This pen was sanded on the ends to straighten out any PC hanging over, then Micromesh'd and polished with Brasso. No turning was involved. It's a little proud of the kit and slightly out of round at the nib end, and rounded down a little at the cap end. But considering that's from hand rolling, that's a pretty good result. When my wife first picked it up, her comment was "bit bumpy!" :redface:

This was actually my second tube. I mucked up the first one by running white through the never been used Pasta machine, and it came out with black streaks from the mechanism. Tried yellow instead to make a candy cane type blank, but didn't like the end result, so I didn't finish it.

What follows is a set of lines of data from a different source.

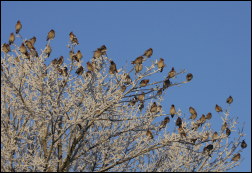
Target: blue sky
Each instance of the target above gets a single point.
(212, 40)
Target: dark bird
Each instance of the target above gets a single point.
(172, 111)
(172, 73)
(148, 52)
(112, 68)
(218, 108)
(144, 82)
(229, 99)
(209, 116)
(236, 157)
(243, 144)
(50, 35)
(11, 38)
(18, 26)
(153, 107)
(164, 122)
(161, 64)
(79, 71)
(189, 76)
(179, 122)
(138, 60)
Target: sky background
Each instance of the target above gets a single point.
(211, 40)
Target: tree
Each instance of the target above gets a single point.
(62, 116)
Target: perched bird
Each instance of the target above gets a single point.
(138, 60)
(229, 99)
(50, 35)
(112, 68)
(161, 64)
(164, 122)
(148, 52)
(144, 82)
(228, 131)
(218, 108)
(172, 73)
(189, 77)
(6, 48)
(236, 157)
(172, 111)
(209, 116)
(215, 136)
(153, 107)
(149, 134)
(18, 26)
(90, 66)
(11, 38)
(79, 71)
(179, 122)
(138, 67)
(243, 144)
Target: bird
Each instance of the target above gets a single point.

So. The mind boggles at the possibilities. Technique needs some work, and I need some decent clay. It takes longer to do than resin (and wood, but everything is longer than wood) but there's no messy gluing involved at least. The ability to make exactly what you want as opposed to mixing and hoping with resin makes up for it I feel.

And if you do it economically (there is quite a bit of "wastage" of the clay initially) the actually clay needed for a Sierra blank weighed in at about 3 grams, which comes in at about 15 cents :biggrin: Of course the fact I used up all my white and a couple other sticks means the actual cost if you don't reuse the waste was more like 53 cents, but who's counting?

Thanks again for the inspiration guys, or I may never have tried.

Russell.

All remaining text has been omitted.